Case ID: f2d_721/html/0510-01.html
Source: Caselaw Access Project
Author: {"author": "PER CURIAM:", "license": "Public Domain", "url": "https://static.case.law/"}
Date Created: 2024-08-24T03:29:51.129683

The GREAT WESTERN SUGAR COMPANY, Plaintiff-Appellant, v. LONE STAR DONUT COMPANY, Defendant-Appellee.
    No. 83-1522
    Summary Calendar.
    United States Court of Appeals, Fifth Circuit.
    Dec. 19, 1983.
    Hughes & Hill, Eric R. Cromartie, M. David Bryant, Jr., Dallas, Tex., for plaintiff-appellant.
    Palmer, Palmer & Coffee, Linda N. Coffee, E.P. Keiffer, Dallas, Tex., for defendant-appellee. .
    Before GEE, POLITZ, and JOHNSON, Circuit Judges.
   PER CURIAM:

For the reasons stated in the careful opinion of the trial court, reported at 567 F.Supp. 340, we conclude that its judgment should be affirmed. One contention advanced to us by the appellant merits brief discussion.

The facts of the case and the court’s findings are fully set out in the trial court’s opinion. For present purposes, it suffices to state that two merchants had oral dealings which would have required written confirmation of some kind to ripen into a contract valid under the governing Texas Statute of Frauds. Tex.Bus. & Com.Code Ann. § 2.201 (Vernon 1968). One sent the other a letter stating, in part pertinent here:

This letter is a written confirmation of our agreement. Please sign and return to me the enclosed counterpart of this letter signalling your acceptance of the above agreement.

The recipient, the party sought to be held bound, orally declined to sign but expressed no written objections to the letter. While a mere confirmation without timely objection might have been sufficient under the “merchants exception,” the trial court correctly concluded that, as the master of its offer, Great Western, the sender, had the power to require written acceptance as a prerequisite to the formation of a contract. Since it did, and since none was given, no contract arose.

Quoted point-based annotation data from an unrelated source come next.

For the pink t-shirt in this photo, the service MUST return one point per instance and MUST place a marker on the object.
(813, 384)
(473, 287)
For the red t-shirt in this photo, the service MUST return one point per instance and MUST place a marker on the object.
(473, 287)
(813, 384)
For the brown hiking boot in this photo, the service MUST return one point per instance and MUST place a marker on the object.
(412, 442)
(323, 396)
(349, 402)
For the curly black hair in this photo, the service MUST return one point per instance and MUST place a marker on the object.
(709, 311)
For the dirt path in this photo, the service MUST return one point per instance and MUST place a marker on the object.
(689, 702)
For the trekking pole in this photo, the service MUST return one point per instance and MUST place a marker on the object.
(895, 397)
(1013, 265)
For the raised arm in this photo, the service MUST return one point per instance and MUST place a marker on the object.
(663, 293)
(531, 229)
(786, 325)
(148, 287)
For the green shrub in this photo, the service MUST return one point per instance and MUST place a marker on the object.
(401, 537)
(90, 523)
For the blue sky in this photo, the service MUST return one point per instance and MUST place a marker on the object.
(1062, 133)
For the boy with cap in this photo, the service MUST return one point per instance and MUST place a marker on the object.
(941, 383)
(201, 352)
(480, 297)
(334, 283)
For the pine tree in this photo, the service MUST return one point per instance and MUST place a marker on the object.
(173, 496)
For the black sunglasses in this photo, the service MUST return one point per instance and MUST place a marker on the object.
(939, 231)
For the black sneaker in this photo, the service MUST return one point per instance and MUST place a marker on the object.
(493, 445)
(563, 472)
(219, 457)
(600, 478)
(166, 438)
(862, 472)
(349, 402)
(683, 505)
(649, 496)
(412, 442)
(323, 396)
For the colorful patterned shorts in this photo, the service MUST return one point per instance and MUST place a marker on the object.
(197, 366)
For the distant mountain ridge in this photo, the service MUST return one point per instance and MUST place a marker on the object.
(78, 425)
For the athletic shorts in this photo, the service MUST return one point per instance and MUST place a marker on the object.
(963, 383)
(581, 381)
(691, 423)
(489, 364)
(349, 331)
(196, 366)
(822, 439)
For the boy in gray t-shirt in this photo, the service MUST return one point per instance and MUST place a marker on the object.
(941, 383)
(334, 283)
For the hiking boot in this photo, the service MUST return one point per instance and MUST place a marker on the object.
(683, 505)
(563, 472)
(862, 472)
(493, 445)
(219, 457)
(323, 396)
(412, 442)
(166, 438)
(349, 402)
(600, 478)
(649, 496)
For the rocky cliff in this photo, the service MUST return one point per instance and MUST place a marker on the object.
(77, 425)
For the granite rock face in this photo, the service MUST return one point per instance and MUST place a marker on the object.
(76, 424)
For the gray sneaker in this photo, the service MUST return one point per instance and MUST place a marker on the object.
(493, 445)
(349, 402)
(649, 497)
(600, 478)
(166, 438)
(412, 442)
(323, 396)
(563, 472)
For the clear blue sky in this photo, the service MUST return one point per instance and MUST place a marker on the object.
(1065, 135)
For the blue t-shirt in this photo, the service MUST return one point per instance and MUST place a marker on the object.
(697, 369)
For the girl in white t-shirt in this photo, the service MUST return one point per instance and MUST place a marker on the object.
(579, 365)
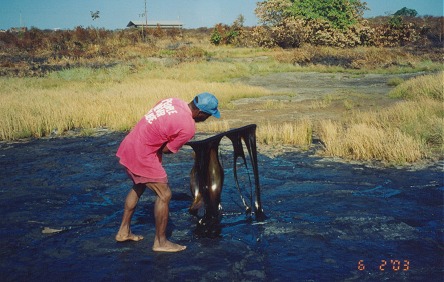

Great Western argues persuasively that since an oral agreement had already been concluded between the parties, its letter can only be viewed as a confirmation and not as an offer — or that, at all events, a fact issue was raised whether such an oral agreement had been concluded, so that the summary judgment that it suffered was improper. This overlooks the circumstance that no enforceable agreement had been entered. For one to have been, a written confirmation was required at the least. The trial court correctly determined that Great Western’s letter was a written offer to conclude a binding contract, not a confirmation of an oral one. Having chosen to follow this course of dealing, Great Western is bound to it; and whether an unenforceable oral agreement existed is not a relevant issue of fact.

AFFIRMED. 
      
      . Providing that an oral contract for the sale of goods for the price of $500 or more is enforceable:
      Between merchants if within a reasonable time a writing in confirmation of the contract and sufficient against the sender is received and the party receiving it has reason to know its contents, it satisfies the requirements of Subsection (a) against such party unless written notice of objection to its contents is given within 10 days after it is received.
      Tex.Bus. & Com.Code Ann. § 2.201(b) (Vernon 1968).